The new Centers for Disease Control and Prevention guidelines for a moratorium on evictions through the end of the year is designed to keep people in their homes and out of court.
One local family wishes the CDC had issued the guideline sooner.
“My son is ADHD, my daughter was going to her first year in high school, and they displaced us,” said Sarah Smith.
In March, Smith thought she found the perfect Portland home for herself and her three children. That was before July, when her stepfather was diagnosed with COVID-19.
“I was going through a grieving period, and I really could not see myself being able to pay the rent at the end of the month,” Smith said.

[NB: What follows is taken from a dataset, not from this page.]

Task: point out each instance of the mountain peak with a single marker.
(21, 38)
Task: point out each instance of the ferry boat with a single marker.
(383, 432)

Her stepfather died after battling the novel coronavirus. Smith said she asked her management company to work with her as she tried to mourn.
“Especially during a grieving time, it was a really hard to swallow that pill that I was pretty much being bullied and threatened," she said.
Smith missed rent Aug. 1: On Aug. 5, she received an eviction notice. About three weeks later, Smith’s dream home was only a memory.
“I basically had to move a three-bedroom, two-bath, fully furnished house, into Corpus," she said. "Into a two-bath, fully furnished house, and we’re all living on top of each other.”
Now living with her father, Smith is making the most of a tough situation. She hopes this new eviction moratorium can do for someone else what it was too late to do for her.
“I just wish that during this time, going through this pandemic, that we’re a little more sensitive, compassionate for people that don’t make a lot,” Smith said.
The management company handling the home Smith rented declined an on-camera interview, saying it doesn't comment about specific tenants.
In a phone conversation, the manager said it doesn't start the eviction process without the property owner's approval.